Tiger Electronics (1993)
Gameplay Type: Racer
Want to do a racing type of game? Why would you make an LCD game like that? Something that isn’t capable of creating a sense of speed? Here, the idea is you’re trying to build up enough speed to deliberately crash yourself through the air, and you can build up speed by reaching out and petting a dog, I think? I got my speed one tick away from the top, but never got all the way there. Like so many LCD games, it takes too long to get to the hook of the game. I never managed to crash, and after twenty minutes of trying, I didn’t want to play this anymore. Holy crap, is this boring.
BATMAN FOREVER: DOUBLE DOSE OF DOOM!!
Tiger Electronics (1995)
Gameplay Type: Combative
You have to punch or throw the Baterang at Two-Face if he’s in front of you.
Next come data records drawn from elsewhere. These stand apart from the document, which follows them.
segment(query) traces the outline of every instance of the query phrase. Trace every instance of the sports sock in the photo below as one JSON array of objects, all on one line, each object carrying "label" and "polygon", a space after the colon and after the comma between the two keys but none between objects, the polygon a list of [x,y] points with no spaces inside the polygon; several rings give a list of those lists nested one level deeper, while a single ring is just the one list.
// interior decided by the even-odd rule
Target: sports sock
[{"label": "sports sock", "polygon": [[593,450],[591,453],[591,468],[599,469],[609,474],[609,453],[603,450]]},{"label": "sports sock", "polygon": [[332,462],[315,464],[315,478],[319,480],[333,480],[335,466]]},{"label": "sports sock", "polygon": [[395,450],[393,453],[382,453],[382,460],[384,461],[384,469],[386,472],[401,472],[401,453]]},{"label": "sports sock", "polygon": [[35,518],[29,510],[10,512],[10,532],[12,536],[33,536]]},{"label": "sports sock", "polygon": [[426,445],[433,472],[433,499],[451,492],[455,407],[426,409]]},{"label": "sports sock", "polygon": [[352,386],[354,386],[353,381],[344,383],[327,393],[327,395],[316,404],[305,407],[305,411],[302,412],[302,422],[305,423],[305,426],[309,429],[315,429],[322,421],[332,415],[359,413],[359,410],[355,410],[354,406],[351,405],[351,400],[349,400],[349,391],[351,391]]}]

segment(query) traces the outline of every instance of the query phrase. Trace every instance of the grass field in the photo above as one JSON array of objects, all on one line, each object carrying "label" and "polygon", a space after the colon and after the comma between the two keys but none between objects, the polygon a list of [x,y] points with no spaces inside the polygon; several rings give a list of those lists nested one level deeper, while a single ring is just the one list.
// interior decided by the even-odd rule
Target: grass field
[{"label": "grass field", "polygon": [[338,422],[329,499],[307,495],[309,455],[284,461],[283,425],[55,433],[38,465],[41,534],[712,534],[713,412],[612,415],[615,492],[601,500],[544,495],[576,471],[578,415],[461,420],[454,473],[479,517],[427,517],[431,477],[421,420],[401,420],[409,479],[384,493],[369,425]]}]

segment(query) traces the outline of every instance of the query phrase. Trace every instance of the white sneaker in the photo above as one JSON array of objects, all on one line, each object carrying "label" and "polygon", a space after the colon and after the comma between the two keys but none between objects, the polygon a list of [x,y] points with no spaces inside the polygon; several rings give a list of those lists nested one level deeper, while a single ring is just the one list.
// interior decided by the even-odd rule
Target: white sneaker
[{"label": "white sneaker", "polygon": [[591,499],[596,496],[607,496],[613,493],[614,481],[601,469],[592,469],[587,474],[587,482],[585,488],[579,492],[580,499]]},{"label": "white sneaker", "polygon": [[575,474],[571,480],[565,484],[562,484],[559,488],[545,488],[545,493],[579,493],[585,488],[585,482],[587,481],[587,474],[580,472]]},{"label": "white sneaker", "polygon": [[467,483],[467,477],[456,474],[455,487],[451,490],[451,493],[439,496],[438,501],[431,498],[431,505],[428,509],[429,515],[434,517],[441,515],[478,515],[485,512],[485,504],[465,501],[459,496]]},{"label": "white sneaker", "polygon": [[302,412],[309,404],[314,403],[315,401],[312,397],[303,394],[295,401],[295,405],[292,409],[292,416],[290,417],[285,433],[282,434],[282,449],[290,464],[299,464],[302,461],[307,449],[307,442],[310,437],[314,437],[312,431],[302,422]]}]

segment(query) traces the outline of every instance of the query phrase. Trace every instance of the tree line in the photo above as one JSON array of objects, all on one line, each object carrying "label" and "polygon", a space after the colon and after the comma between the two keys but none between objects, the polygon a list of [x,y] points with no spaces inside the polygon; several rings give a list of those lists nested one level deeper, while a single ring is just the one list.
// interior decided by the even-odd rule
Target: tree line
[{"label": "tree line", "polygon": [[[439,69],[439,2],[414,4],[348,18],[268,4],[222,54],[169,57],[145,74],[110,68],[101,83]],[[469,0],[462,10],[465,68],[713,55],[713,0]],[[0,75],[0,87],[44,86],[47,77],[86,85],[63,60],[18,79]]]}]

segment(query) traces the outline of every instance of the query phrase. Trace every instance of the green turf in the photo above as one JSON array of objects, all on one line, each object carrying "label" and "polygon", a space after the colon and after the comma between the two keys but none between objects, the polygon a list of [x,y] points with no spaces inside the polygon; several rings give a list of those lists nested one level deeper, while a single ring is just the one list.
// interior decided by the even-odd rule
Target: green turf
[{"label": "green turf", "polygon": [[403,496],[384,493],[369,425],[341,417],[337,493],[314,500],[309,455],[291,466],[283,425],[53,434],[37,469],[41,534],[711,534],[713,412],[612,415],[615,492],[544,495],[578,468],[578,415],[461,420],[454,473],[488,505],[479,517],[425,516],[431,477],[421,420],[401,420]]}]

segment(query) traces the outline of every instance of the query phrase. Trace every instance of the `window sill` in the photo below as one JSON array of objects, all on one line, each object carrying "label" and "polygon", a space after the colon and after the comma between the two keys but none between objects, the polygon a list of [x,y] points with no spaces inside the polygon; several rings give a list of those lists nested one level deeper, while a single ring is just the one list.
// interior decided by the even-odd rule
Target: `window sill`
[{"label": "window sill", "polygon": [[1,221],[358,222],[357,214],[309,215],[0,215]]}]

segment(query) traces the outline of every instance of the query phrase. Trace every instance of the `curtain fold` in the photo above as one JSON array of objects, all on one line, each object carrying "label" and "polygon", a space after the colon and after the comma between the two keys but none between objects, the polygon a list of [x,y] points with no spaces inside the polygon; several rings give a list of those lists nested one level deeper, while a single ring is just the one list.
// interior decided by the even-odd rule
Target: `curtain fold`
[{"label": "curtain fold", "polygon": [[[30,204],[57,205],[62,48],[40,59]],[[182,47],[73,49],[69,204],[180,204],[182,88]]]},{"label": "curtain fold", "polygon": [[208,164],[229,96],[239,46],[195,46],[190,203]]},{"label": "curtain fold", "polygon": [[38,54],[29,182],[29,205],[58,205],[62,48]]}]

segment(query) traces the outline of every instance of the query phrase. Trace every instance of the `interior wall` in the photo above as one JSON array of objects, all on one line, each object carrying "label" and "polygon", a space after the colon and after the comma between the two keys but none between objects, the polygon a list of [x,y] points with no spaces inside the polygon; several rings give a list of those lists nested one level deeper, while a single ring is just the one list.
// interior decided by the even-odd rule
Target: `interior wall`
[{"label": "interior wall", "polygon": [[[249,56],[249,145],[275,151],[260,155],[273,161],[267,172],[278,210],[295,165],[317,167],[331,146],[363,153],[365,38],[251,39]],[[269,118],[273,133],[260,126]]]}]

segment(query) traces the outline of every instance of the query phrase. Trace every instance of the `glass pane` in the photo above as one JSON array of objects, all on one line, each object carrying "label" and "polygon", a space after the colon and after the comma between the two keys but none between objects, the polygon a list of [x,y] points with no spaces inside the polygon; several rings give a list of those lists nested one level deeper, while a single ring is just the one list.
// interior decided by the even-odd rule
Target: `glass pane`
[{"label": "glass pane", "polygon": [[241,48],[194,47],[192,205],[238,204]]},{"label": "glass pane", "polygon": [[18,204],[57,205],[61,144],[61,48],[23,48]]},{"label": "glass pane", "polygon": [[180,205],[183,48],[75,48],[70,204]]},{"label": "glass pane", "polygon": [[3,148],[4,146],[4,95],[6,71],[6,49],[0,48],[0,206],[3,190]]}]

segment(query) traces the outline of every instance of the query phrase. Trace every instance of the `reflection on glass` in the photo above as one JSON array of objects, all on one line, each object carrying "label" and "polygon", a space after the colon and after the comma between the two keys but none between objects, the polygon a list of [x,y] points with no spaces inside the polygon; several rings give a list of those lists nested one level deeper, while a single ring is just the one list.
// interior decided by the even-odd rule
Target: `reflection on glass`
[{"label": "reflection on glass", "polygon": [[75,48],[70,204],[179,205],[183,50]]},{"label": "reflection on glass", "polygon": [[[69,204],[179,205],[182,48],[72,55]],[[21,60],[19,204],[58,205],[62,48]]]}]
If he’s to the left of you, you have to call in Robin, who swings in and hits him (regardless of whether he’s above or below you). You also have to hop over pits, because when you think of Batman, you think pits. This is just a boring retread of the same type of game they’ve done to death. Enough with the brawlers! It’s not happening, Tiger. This is just boring. Really, really boring. I’m barely hanging on by this point.
MC HAMMER: U CAN’T TOUCH THIS!
Tiger Electronics (1991)
Gameplay Type: Rhythm
It’s just a dance-off where you have to match the moves that Hammer does. It’s Simon or Touch Me with a flash in the pan’s branding on it, and it’s boring. It should be called MC Hammer: U Should NOT Touch This!
Only two decent games this time? Fudge. I need a part VII, don’t I? Yea, I do. Part VII coming Sunday.